Greek dancing, food and crafts will be a part of the festival.

"We would like everyone to come out and sample our cultural heritage," she says. "Come out and see what it's about."

The Italian festival will be held Saturday and Sunday near St. Leo's, which is in the 200 block of South Exeter Street. There will be a pasta and ravioli dinner in the church school hall, a cash bingo game at the Little Italy Lodge next door, a wine garden, a Sunday boccie tournament and Italian foods including fried dough, pizza and cannoli.

The Baltimore Polish Festival will be held tomorrow, Saturday and Sunday at Patterson Park. Part of the Polish festival will include a bike race in Patterson Park to benefit the Police Athletic League. (For bike race information, call 410-685-7755, or go to http://www.lateralstress.org on the Web.)

The following week will see the International Festival, June 18-19, at Market Place near Port Discovery and the Inner Harbor. This year's theme is "Year of the Children," and some activities will be held at Port Discovery.

It's the fourth year for the festival, says chairman Jesse E. Hoskins.

Later on in the summer, the AFRAM festival takes place Aug. 6-8 in the infield at Pimlico Race Course. It draws more than 100,000 people over the weekend, the organizers say.

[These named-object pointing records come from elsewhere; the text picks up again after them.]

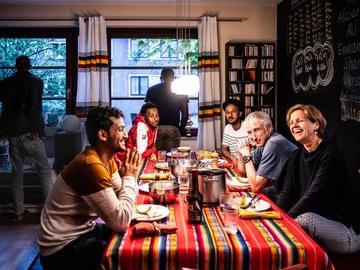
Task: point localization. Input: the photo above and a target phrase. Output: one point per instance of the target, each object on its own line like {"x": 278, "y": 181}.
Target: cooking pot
{"x": 211, "y": 183}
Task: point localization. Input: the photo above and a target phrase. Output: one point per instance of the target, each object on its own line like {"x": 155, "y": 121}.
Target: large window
{"x": 50, "y": 56}
{"x": 136, "y": 64}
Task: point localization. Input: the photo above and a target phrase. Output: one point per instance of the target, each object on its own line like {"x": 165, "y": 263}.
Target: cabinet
{"x": 250, "y": 76}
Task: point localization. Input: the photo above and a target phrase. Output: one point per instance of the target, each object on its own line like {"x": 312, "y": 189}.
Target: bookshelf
{"x": 250, "y": 76}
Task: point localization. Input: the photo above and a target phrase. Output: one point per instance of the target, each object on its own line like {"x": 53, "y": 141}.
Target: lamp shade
{"x": 71, "y": 124}
{"x": 186, "y": 85}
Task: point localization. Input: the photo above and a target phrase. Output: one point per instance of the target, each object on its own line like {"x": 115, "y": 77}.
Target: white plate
{"x": 261, "y": 205}
{"x": 234, "y": 182}
{"x": 144, "y": 187}
{"x": 162, "y": 166}
{"x": 156, "y": 212}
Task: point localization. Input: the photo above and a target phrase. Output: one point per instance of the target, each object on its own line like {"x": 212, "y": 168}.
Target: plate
{"x": 156, "y": 212}
{"x": 144, "y": 187}
{"x": 177, "y": 155}
{"x": 261, "y": 205}
{"x": 162, "y": 166}
{"x": 234, "y": 182}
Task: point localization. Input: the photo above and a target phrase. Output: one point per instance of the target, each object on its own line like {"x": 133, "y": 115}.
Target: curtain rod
{"x": 170, "y": 19}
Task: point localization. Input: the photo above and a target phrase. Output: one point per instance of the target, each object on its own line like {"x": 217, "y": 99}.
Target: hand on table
{"x": 244, "y": 147}
{"x": 132, "y": 163}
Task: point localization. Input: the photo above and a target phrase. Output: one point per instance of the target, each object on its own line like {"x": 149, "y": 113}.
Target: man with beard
{"x": 266, "y": 164}
{"x": 233, "y": 131}
{"x": 142, "y": 134}
{"x": 91, "y": 186}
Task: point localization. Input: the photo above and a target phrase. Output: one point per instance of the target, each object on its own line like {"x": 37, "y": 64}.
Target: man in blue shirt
{"x": 264, "y": 154}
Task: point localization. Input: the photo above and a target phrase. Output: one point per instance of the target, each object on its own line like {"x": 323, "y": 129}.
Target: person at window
{"x": 91, "y": 186}
{"x": 233, "y": 131}
{"x": 311, "y": 193}
{"x": 265, "y": 164}
{"x": 142, "y": 134}
{"x": 21, "y": 122}
{"x": 170, "y": 107}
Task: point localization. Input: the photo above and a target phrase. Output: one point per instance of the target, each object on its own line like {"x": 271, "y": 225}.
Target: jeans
{"x": 21, "y": 147}
{"x": 167, "y": 137}
{"x": 83, "y": 253}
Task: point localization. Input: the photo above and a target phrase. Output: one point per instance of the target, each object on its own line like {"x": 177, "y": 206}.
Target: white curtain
{"x": 209, "y": 131}
{"x": 93, "y": 79}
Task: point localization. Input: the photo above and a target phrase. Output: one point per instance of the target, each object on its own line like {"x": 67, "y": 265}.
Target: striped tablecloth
{"x": 258, "y": 244}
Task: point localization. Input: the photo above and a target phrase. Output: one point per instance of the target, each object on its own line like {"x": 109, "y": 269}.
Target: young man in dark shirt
{"x": 170, "y": 106}
{"x": 21, "y": 122}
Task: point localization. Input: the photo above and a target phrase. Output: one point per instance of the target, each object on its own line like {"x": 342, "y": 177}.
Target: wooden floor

Then there is the Hispanic Festival, Aug. 14-15.

Performers representing countries from around the globe, including El Salvador, Honduras, Mexico, Guatemala, Colombia, Spain, Santo Domingo, Argentina, Bolivia, Ecuador and Puerto Rico, will be at the Hispanic Festival.

"There will be singers, a guitar player and flamenco dancers from Spain," says Delfina Pereda, the chairman of the festival, which will be held at Market Place downtown.

"We have games for the children and a beautiful orchestra from 6 p.m. to 9 p.m. This is the 25th anniversary of the festival."

Tables will be set up for people needing community information. The festival will be held Aug. 14, from 11 a.m. to 10 p.m., and Aug. 15, 11 a.m. to 9 p.m. The official ceremony will be Aug. 14 at 3 p.m., says Pereda, who is from Guatemala.

Robert Sheppard is chairman of the German Festival. "It will be held Aug. 20, 21, 22 in Carroll Park," he says. "And this will be the 99th annual German festival. It will be held noon to 10 p.m. all three days. There will be plenty of food, crafts, music and activities for the children."

The Caribbean Festival will be held Sept. 10-12 at Carlins Park Drive and Druid Park Drive. There will be a parade, a carnival city and steel drum bands, says Elaine Simon, an organizer for the festival.